I am assuming that you are talking about an ordinary least squares regression scenario and are referring to in-sample MSE, and that $Y$ is an n-by-1 vector and $X$ is an n-by-p matrix of orthogonal predictors (or variables, by your terminology). Remember that the columns of any matrix $X$ can be orthogonalized; this will become important for making an intuitive leap later on. Let’s also assume that the columns of $X$ have variance $1/n$ and are centered, such that their means are zero.

Granted the foregoing, the answer to (1) is yes. Here’s why.

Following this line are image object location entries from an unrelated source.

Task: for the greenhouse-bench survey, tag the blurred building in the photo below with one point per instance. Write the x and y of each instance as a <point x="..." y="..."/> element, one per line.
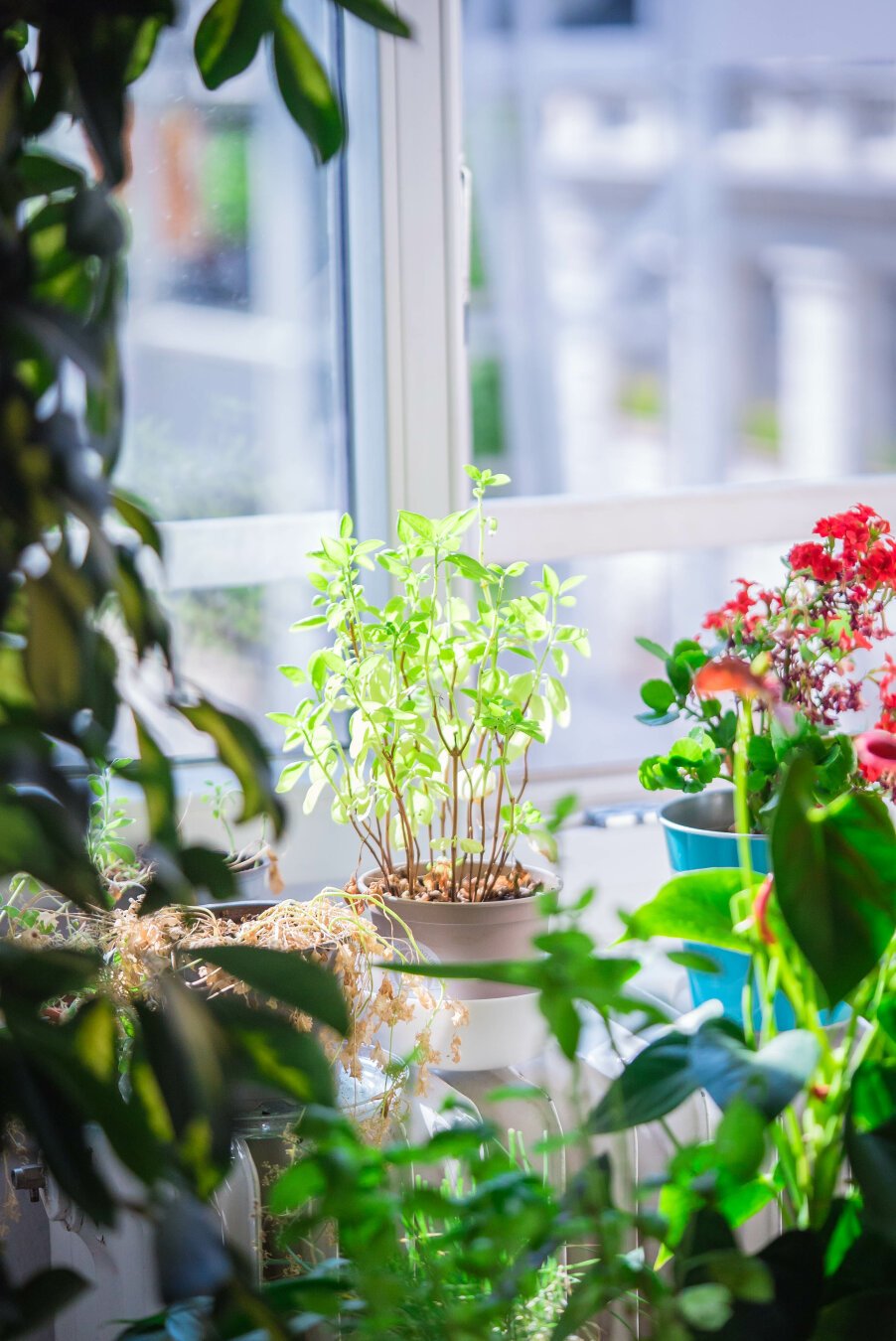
<point x="685" y="267"/>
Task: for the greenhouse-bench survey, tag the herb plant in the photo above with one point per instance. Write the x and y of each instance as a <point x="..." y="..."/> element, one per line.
<point x="805" y="633"/>
<point x="445" y="686"/>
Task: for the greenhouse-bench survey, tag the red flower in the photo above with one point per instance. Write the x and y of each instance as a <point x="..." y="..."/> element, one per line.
<point x="879" y="565"/>
<point x="876" y="751"/>
<point x="816" y="559"/>
<point x="761" y="911"/>
<point x="731" y="673"/>
<point x="739" y="608"/>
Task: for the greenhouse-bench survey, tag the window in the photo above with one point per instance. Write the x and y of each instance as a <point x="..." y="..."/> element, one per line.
<point x="239" y="421"/>
<point x="681" y="302"/>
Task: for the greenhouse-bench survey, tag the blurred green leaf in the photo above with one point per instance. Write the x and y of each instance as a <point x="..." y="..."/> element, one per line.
<point x="306" y="88"/>
<point x="834" y="878"/>
<point x="228" y="38"/>
<point x="286" y="976"/>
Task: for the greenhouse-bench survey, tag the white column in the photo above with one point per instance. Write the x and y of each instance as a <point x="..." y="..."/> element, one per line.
<point x="820" y="357"/>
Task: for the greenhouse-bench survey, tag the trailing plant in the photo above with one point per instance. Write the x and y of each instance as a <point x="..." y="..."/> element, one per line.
<point x="805" y="633"/>
<point x="447" y="685"/>
<point x="74" y="606"/>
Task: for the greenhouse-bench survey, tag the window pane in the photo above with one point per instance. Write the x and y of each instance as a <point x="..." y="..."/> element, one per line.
<point x="228" y="643"/>
<point x="681" y="265"/>
<point x="234" y="401"/>
<point x="665" y="598"/>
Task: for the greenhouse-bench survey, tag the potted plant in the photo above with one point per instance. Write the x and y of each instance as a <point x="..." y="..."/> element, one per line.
<point x="253" y="864"/>
<point x="445" y="686"/>
<point x="792" y="652"/>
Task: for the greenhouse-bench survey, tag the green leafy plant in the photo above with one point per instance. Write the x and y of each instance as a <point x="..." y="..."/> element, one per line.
<point x="224" y="802"/>
<point x="804" y="633"/>
<point x="74" y="606"/>
<point x="445" y="696"/>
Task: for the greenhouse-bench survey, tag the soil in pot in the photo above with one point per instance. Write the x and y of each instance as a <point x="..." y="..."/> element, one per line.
<point x="462" y="930"/>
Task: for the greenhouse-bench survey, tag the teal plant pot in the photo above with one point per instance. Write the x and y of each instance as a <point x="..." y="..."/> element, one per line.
<point x="699" y="837"/>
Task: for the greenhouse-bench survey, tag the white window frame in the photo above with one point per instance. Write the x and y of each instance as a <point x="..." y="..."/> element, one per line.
<point x="425" y="261"/>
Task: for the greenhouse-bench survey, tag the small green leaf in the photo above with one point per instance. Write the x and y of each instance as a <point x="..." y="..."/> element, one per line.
<point x="306" y="88"/>
<point x="378" y="15"/>
<point x="228" y="38"/>
<point x="695" y="905"/>
<point x="658" y="694"/>
<point x="654" y="648"/>
<point x="655" y="1083"/>
<point x="834" y="878"/>
<point x="290" y="977"/>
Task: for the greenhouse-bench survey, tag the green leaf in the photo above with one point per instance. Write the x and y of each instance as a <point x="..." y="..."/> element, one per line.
<point x="741" y="1140"/>
<point x="228" y="38"/>
<point x="134" y="516"/>
<point x="208" y="869"/>
<point x="470" y="567"/>
<point x="705" y="1306"/>
<point x="31" y="976"/>
<point x="695" y="905"/>
<point x="272" y="1052"/>
<point x="290" y="977"/>
<point x="378" y="15"/>
<point x="240" y="751"/>
<point x="654" y="648"/>
<point x="834" y="878"/>
<point x="144" y="47"/>
<point x="768" y="1080"/>
<point x="188" y="1054"/>
<point x="659" y="694"/>
<point x="655" y="1083"/>
<point x="306" y="88"/>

MSE = $(1/n)\|Y-\hat{Y}\|^2$

$=(1/n)\|Y-Xβ\|^2$

$=(1/n)\|Y-X(X^TX)^{-1}X^TY\|^2$

Now, $(X^TX)^{-1}$ is simply a p-by-p identity matrix (this follows from the orthogonality we imposed earlier). It then follows that $(X^TX)^{-1}X^T=X^T$, and we have

MSE = $(1/n)\|Y-XX^TY\|^2$

So, what can we say about $XX^T$? We know it is an n-by-n matrix, and in the special case of p=n, it is an n-by-n identity matrix. That is, for p=n,

MSE = $(1/n)\|Y-Y\|^2 = 0$

Which we know to be intuitively correct. Furthermore, we know that MSE is at its maximum when we lack any predictors and $X$ is simply a column of ones; this is how we would fit an intercept-only model. In such a case, $XX^T$ is an n-by-n matrix of ones. As p gets larger, the off-diagonal elements of $XX^T$ shrink, eventually reaching zero when p=n.

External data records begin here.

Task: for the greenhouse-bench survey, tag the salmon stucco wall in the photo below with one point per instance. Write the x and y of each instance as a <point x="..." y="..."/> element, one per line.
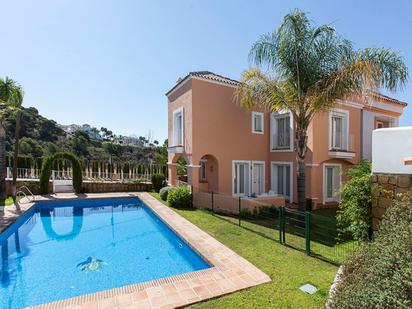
<point x="224" y="131"/>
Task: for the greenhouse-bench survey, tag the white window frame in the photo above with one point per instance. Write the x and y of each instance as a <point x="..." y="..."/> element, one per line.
<point x="264" y="175"/>
<point x="273" y="131"/>
<point x="176" y="111"/>
<point x="345" y="139"/>
<point x="336" y="198"/>
<point x="233" y="177"/>
<point x="262" y="117"/>
<point x="291" y="176"/>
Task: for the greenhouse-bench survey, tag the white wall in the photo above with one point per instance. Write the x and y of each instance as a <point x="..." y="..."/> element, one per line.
<point x="389" y="149"/>
<point x="368" y="119"/>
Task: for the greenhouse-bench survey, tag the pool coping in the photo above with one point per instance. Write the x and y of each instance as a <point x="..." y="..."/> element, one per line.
<point x="228" y="273"/>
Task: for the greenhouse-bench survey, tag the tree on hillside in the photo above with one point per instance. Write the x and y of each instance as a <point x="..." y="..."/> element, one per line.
<point x="11" y="97"/>
<point x="308" y="69"/>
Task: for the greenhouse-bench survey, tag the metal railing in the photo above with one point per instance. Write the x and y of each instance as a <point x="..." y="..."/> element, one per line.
<point x="312" y="232"/>
<point x="100" y="176"/>
<point x="24" y="173"/>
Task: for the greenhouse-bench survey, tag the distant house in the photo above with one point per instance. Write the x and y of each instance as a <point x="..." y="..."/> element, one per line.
<point x="92" y="132"/>
<point x="230" y="150"/>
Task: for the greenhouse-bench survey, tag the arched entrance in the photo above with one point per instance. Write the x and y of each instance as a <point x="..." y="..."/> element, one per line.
<point x="209" y="173"/>
<point x="177" y="169"/>
<point x="46" y="171"/>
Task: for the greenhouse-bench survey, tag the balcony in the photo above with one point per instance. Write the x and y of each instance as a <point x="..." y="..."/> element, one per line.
<point x="175" y="149"/>
<point x="345" y="151"/>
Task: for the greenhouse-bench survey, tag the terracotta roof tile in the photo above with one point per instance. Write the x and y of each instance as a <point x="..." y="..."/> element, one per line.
<point x="206" y="75"/>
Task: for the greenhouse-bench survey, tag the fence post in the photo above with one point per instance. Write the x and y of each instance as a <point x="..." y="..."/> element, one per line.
<point x="239" y="211"/>
<point x="213" y="210"/>
<point x="307" y="233"/>
<point x="279" y="209"/>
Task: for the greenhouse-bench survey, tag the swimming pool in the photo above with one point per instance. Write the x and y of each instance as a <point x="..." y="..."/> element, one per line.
<point x="64" y="249"/>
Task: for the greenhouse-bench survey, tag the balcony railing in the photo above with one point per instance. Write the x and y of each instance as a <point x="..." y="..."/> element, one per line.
<point x="175" y="149"/>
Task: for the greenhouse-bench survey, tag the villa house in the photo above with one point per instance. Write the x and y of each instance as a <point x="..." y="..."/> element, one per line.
<point x="234" y="151"/>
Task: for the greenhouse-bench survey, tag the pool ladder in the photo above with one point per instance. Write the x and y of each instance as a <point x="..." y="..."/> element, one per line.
<point x="21" y="192"/>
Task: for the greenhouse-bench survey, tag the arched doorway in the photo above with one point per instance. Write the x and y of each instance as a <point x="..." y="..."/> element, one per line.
<point x="177" y="169"/>
<point x="46" y="171"/>
<point x="209" y="173"/>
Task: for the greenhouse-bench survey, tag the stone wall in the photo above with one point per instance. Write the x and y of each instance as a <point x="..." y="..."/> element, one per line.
<point x="387" y="187"/>
<point x="90" y="187"/>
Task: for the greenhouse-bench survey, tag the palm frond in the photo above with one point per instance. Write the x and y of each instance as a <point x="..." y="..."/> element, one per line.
<point x="391" y="71"/>
<point x="259" y="90"/>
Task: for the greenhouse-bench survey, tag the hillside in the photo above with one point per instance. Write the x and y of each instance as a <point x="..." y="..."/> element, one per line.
<point x="41" y="136"/>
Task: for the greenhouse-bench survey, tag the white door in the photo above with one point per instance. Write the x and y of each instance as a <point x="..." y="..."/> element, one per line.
<point x="281" y="179"/>
<point x="332" y="183"/>
<point x="258" y="178"/>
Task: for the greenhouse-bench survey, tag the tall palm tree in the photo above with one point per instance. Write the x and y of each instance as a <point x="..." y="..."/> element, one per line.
<point x="307" y="69"/>
<point x="11" y="97"/>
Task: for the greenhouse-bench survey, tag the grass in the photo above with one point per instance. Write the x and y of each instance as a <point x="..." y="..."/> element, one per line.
<point x="288" y="268"/>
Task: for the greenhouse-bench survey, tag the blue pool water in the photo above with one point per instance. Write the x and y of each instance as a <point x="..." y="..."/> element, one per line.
<point x="65" y="249"/>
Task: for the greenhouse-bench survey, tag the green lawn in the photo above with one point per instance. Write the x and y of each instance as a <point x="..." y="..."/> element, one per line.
<point x="288" y="268"/>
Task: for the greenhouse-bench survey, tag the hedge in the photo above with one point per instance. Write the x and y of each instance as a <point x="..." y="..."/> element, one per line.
<point x="158" y="181"/>
<point x="179" y="197"/>
<point x="379" y="274"/>
<point x="46" y="171"/>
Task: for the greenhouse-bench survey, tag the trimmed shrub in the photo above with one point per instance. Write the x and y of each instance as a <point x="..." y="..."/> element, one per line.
<point x="379" y="274"/>
<point x="354" y="213"/>
<point x="164" y="192"/>
<point x="179" y="197"/>
<point x="46" y="168"/>
<point x="158" y="181"/>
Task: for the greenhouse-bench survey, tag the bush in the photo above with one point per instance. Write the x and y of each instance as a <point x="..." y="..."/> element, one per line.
<point x="45" y="172"/>
<point x="379" y="274"/>
<point x="179" y="197"/>
<point x="158" y="181"/>
<point x="354" y="213"/>
<point x="164" y="192"/>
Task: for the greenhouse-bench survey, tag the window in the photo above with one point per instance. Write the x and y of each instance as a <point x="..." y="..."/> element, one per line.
<point x="281" y="127"/>
<point x="282" y="179"/>
<point x="338" y="129"/>
<point x="257" y="122"/>
<point x="382" y="124"/>
<point x="241" y="177"/>
<point x="258" y="177"/>
<point x="332" y="180"/>
<point x="178" y="127"/>
<point x="202" y="174"/>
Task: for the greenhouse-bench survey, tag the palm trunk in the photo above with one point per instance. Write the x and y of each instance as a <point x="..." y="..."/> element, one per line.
<point x="3" y="169"/>
<point x="15" y="158"/>
<point x="301" y="147"/>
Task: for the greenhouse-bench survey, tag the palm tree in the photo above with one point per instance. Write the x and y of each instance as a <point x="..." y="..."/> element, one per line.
<point x="11" y="97"/>
<point x="307" y="69"/>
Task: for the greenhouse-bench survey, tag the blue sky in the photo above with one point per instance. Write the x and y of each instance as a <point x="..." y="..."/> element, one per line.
<point x="109" y="63"/>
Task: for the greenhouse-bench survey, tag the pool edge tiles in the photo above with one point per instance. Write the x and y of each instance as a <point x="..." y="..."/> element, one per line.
<point x="228" y="272"/>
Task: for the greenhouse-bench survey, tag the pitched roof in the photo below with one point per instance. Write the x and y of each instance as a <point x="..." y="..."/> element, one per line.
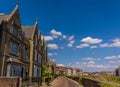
<point x="3" y="17"/>
<point x="28" y="30"/>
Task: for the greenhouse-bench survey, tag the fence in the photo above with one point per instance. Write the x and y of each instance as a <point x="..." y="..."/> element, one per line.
<point x="10" y="82"/>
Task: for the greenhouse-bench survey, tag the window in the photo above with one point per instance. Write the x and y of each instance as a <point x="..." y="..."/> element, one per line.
<point x="25" y="53"/>
<point x="39" y="58"/>
<point x="14" y="48"/>
<point x="14" y="70"/>
<point x="35" y="53"/>
<point x="40" y="47"/>
<point x="36" y="41"/>
<point x="15" y="31"/>
<point x="35" y="71"/>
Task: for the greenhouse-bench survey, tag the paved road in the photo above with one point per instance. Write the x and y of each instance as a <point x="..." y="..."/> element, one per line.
<point x="64" y="82"/>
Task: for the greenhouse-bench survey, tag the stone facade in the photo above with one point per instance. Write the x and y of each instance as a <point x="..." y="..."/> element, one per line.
<point x="22" y="50"/>
<point x="14" y="47"/>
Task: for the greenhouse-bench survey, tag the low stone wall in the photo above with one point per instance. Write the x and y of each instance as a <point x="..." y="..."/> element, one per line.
<point x="90" y="83"/>
<point x="10" y="82"/>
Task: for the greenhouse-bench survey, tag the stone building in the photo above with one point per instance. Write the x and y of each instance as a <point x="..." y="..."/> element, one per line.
<point x="22" y="51"/>
<point x="117" y="71"/>
<point x="14" y="47"/>
<point x="52" y="67"/>
<point x="31" y="33"/>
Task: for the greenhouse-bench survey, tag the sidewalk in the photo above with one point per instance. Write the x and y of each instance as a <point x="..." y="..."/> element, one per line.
<point x="52" y="83"/>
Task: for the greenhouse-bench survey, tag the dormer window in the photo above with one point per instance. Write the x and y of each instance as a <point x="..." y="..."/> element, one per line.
<point x="15" y="31"/>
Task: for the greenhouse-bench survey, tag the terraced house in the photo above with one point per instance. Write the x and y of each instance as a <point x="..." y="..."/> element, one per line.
<point x="31" y="32"/>
<point x="22" y="50"/>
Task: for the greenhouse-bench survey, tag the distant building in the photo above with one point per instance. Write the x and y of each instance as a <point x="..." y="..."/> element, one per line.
<point x="52" y="67"/>
<point x="22" y="50"/>
<point x="14" y="47"/>
<point x="69" y="72"/>
<point x="117" y="71"/>
<point x="76" y="72"/>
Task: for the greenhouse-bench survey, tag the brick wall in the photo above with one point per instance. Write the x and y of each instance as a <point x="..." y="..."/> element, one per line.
<point x="90" y="83"/>
<point x="10" y="82"/>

This is not a rigorous proof and it does not, in fact, demonstrate that MSE is monotonically decreasing with p, but I think it provides a good intuitive foundation for understanding the behavior of least squares fitting.

Edit: If you want to extend this analysis to estimating MSE out of sample, then you would consider the following:

$\hat{MSE}=\hat{bias}^2+\hat{var}$

$\hat{bias}^2$ is monotonically decreasing with p, and $\hat{var}$ is monotonically increasing with p. There are some relationships between p, n, and $\hat{MSE}$, for that I recommend Wessel van Wieringen’s lecture notes on ridge regression as well as Elements of Statistical Learning, as mentioned in another answer to your original question. Hopefully that answers (2).

Edit: I thought about this some more and is are two additional points I’d like to make. The first is the specific conditions under which an additional predictor will reduce in-sample MSE. Those conditions are:

1) The additional predictor does not lie entirely within the column space of $X$; that is, it cannot be obtained via any linear combination of the existing predictors, and

2) The component of the new predictor lying outside the column space of $X$ is not orthogonal to $Y$.

The second point is that we can do a simple thought experiment showing that the addition of new predictors does, in general, tend to decrease in-sample MSE. Imagine we have solved our linear regression and obtained $β$, that is, a p-by-1 vector of model coefficients. Now imagine that we add an additional predictor. Unless BOTH of the two aforementioned conditions are satisfied, the (p+1) value of $β$ will be zero, and the model is exactly the same as it was prior to the addition of the new predictor (same MSE). In general, though, both of those conditions will be satisfied, and therefore the (p+1) value of $β$ will be something other than zero. Since both the zero-appended $β$ and nonzero-appended $β$ lie within the solution space of the least squares regression with p+1 predictors, we conclude that the p+1 model must have lower MSE than the p model if the new coefficient is anything other than zero.